The AP Chemistry course is designed to be the equivalent of the general chemistry course usually taken during the first college year. This course is taken with the idea in mind that students will take the AP Exam to receive college credit or placement at the student’s college of choice.  For some students, this course enables them to undertake, in their first year, second-year work in the chemistry sequence at their institution or to register in courses in other fields where general chemistry is a prerequisite. For other students, the AP Chemistry course fulfills the laboratory science requirement and frees time for other courses. Note: Some institutions may require a review of students’ laboratory work prior to awarding credit for a chemistry laboratory course. It is strongly recommended that students not only maintain a lab notebook throughout their AP Chemistry course but that students keep their notebook to show to the chemistry department head of the institution to which they wish to attend for review for credit or placement. Credit and placement tied to the AP Chemistry exam could lead to students' readiness for and engagement in  the study of advanced topics in subsequent college courses and eventually the achievement of a STEM degree and successful career.

The course centers around six big ideas and seven science practices:

Big Ideas Science Practices
1. Structure of Matter 1. Drawing, explaining, and interpreting representations
2. Bonding and Intermolecular Forces 2. Using mathematics and logical routines appropriately
3. Chemical Reactions 3. Asking and refining scientific questions
4. Kinetics 4. Designing and implementing data collection strategies
5. Thermodynamics 5. Analyzing and evaluating data
6. Chemical Equilibrium 6. Making predictions and justifying claims with evidence
  7. Connecting chemistry concepts across the big ideas.

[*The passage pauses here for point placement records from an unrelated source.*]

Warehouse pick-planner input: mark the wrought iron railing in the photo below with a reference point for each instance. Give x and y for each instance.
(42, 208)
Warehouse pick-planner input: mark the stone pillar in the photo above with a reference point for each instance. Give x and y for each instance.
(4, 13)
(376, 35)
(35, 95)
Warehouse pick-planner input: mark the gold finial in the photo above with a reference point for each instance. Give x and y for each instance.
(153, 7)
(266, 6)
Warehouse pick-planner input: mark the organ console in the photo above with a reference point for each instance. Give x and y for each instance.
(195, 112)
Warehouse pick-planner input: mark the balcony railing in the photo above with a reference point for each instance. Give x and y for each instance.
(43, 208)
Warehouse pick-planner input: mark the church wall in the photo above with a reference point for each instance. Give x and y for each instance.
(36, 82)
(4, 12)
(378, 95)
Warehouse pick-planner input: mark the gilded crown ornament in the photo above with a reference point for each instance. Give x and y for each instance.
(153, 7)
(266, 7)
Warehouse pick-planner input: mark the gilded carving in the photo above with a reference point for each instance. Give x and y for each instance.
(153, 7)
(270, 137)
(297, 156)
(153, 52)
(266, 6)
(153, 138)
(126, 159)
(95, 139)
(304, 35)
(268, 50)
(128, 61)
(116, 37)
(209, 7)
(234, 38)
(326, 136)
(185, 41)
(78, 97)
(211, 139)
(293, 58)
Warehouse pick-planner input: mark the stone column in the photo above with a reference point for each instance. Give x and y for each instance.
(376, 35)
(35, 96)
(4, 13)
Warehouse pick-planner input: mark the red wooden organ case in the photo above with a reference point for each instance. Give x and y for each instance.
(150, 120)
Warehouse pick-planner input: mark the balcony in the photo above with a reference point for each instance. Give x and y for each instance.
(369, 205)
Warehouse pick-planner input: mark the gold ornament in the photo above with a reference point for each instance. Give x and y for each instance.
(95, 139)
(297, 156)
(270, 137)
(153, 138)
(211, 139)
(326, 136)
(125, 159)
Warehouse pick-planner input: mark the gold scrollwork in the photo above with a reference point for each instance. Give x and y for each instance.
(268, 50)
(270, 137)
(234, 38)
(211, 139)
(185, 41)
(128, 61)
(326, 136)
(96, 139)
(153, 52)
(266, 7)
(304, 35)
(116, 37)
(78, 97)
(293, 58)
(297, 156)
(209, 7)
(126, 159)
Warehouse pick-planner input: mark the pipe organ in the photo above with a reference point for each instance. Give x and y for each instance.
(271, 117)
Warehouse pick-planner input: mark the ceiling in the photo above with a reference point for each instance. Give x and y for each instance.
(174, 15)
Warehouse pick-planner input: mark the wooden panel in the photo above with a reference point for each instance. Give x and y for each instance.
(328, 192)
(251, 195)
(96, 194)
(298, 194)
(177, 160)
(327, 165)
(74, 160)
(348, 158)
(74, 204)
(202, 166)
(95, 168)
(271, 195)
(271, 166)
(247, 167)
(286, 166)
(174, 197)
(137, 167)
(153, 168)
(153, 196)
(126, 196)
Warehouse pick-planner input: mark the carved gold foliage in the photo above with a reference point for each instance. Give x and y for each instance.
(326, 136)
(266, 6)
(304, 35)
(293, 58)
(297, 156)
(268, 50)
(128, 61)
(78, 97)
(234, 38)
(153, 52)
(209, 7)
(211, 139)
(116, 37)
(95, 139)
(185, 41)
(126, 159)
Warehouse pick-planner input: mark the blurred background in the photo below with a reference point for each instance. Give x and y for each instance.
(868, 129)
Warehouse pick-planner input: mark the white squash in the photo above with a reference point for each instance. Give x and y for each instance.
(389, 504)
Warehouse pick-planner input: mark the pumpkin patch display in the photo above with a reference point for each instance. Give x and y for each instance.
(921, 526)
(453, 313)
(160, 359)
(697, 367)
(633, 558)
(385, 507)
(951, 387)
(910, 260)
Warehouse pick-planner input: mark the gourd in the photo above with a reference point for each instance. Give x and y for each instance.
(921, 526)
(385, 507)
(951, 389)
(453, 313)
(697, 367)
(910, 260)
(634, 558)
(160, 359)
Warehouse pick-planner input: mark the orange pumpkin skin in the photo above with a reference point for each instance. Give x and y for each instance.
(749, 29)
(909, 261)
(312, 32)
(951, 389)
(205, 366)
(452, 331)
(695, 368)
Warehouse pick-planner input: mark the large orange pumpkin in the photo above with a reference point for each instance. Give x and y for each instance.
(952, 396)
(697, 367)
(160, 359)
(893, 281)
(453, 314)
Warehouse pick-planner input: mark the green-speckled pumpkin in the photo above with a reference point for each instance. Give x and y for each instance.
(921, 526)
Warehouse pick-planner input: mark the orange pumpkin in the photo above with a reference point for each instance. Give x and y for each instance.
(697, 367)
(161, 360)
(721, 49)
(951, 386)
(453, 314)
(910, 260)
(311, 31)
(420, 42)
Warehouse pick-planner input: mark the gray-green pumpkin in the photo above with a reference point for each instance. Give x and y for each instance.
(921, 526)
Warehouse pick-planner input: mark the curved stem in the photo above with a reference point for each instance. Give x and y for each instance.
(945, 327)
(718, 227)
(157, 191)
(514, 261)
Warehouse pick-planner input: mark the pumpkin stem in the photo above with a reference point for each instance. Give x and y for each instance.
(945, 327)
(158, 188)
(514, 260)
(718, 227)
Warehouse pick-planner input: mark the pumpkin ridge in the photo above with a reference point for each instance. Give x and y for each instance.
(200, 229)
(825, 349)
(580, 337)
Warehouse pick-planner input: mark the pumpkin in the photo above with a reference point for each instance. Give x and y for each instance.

Students who take the AP Chemistry course, designed with this curriculum framework as its foundation will develop a deep understanding of the concepts within the big ideas through the application of the science practices in the required laboratory component of the course. The course facilitators are expected to devote 25 percent of instructional time to students performing a minimum of 16, hands-on lab investigations to support the learning objectives in the curriculum framework. Additionally, teachers are expected to provide guided inquiry-based labs for at least six of the aforementioned 16 lab investigations. The result will be readiness for the study of advanced topics in subsequent college courses — a goal of every AP course.